Faktor Pembeda Teori Konflik dan Teori Fungsionalisme Struktural

Kilas Rakyat

4 April 2024

2
Min Read
Bank Soal Dan Kunci Jawaban
Bank Soal Dan Kunci Jawaban

Teori konflik dan teori fungsionalisme struktural adalah dua pendekatan besar dalam sosiologi yang memberikan kerangka untuk memahami struktur dan proses dalam masyarakat. Meskipun keduanya bertujuan menciptakan pemahaman yang mendalam tentang fenomena sosial, mereka memiliki beberapa perbedaan signifikan dalam cakupan, fokus, dan pendekatan mereka.

Teori Konflik

Teori konflik, yang dikenal juga sebagai teori konflik sosial, sebagian besar dipengaruhi oleh pemikiran Karl Marx. Ini berfokus pada konflik kekuatan dan sumber daya dalam masyarakat dan bagaimana keadaan ini mempengaruhi individu dan kelompok. Menurut teori ini, konflik adalah bagian tak terhindarkan dari interaksi sosial dan dapat berkonstribusi terhadap perubahan sosial. Teori ini menunjukkan bahwa masyarakat sering kali ditandai oleh ketidaksetaraan, yang bisa menjadi sumber konflik dan pergolakan.

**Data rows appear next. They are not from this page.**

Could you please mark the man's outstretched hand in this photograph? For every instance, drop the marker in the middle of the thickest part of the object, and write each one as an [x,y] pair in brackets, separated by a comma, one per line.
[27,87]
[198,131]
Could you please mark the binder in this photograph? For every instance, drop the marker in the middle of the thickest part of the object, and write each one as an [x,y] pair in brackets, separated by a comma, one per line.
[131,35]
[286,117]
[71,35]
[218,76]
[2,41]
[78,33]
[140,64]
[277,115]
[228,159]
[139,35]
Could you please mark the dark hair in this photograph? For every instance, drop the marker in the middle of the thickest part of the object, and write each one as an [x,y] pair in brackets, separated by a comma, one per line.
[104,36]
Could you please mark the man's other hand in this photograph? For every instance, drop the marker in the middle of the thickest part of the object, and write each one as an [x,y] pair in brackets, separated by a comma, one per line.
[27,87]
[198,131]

Teori Fungsionalisme Struktural

Sebaliknya, teori fungsionalisme struktural mencoba memahami masyarakat sebagai suatu sistem yang terintegrasi dan saling berfungsi. Ini memandang masyarakat sebagai suatu organisme di mana setiap bagian mempunyai peran penting untuk memastikan kelangsungan dan stabilitas sistem. Teori ini, yang paling terkenal diartikulasikan oleh Émile Durkheim, menekankan pentingnya konsensus sosial dan nilai-nilai bersama untuk menciptakan stabilitas dan keseimbangan dalam masyarakat.

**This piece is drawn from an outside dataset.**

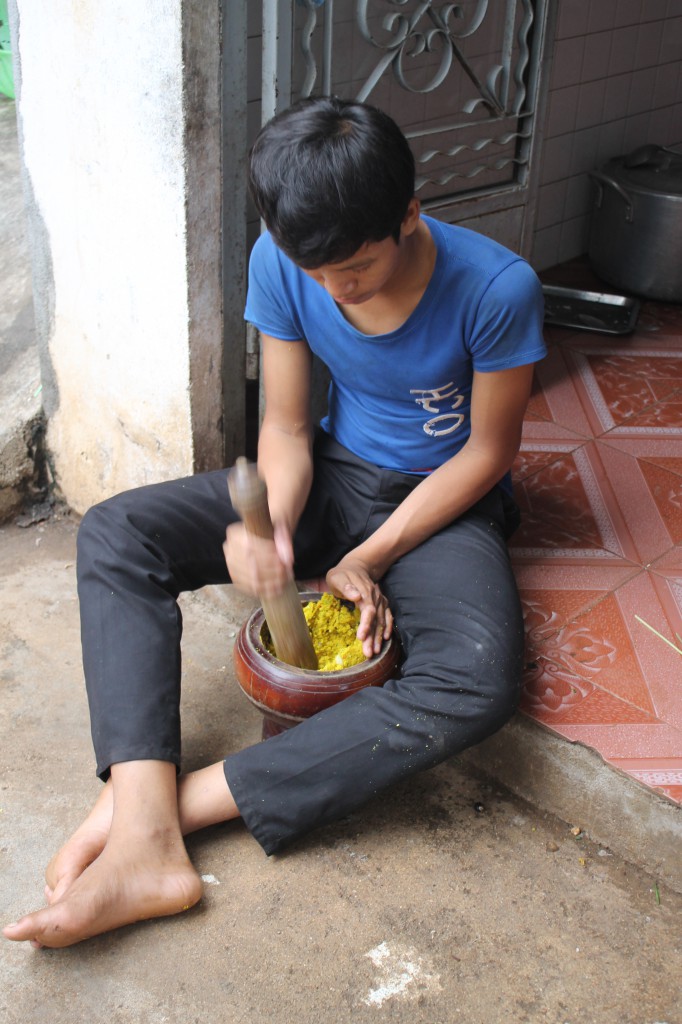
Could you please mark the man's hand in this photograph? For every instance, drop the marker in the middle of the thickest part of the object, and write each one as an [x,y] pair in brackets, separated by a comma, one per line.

Perbedaan Teori Konflik dan Teori Fungsionalisme Struktural

Dibawah ini adalah beberapa faktor pembeda mendasar antara kedua teori ini:

  1. Fokus: Teori konflik berfokus pada ketidaksetaraan dan konflik dalam masyarakat, sementara teori fungsionalisme struktural berfokus pada peran dan fungsi individu dan institusi dalam masyarakat.
  2. Pandangan Masyarakat: Teori konflik melihat masyarakat sebagai arena konflik dan kompetisi, sedangkan teori fungsionalisme struktural memandang masyarakat sebagai sistem yang saling tergantung dan berfungsi secara bersama.
  3. Perubahan Sosial: Teori konflik melihat perubahan sosial sebagai hasil dari konflik dan ketegangan, sementara teori fungsionalisme struktural melihat perubahan sebagai proses yang perlahan dan bertahap yang diperlukan untuk keseimbangan dan stabilitas sistem.

Sementara masing-masing teori memiliki kekuatan dan kelemahannya sendiri, mereka berdua memberikan pandangan yang berharga tentang bagaimana masyarakat berfungsi dan berubah. Memahami perbedaan antara teori konflik dan teori fungsionalisme struktural dapat membantu kita mendapatkan pemahaman yang lebih komprehensif tentang fenomena sosial.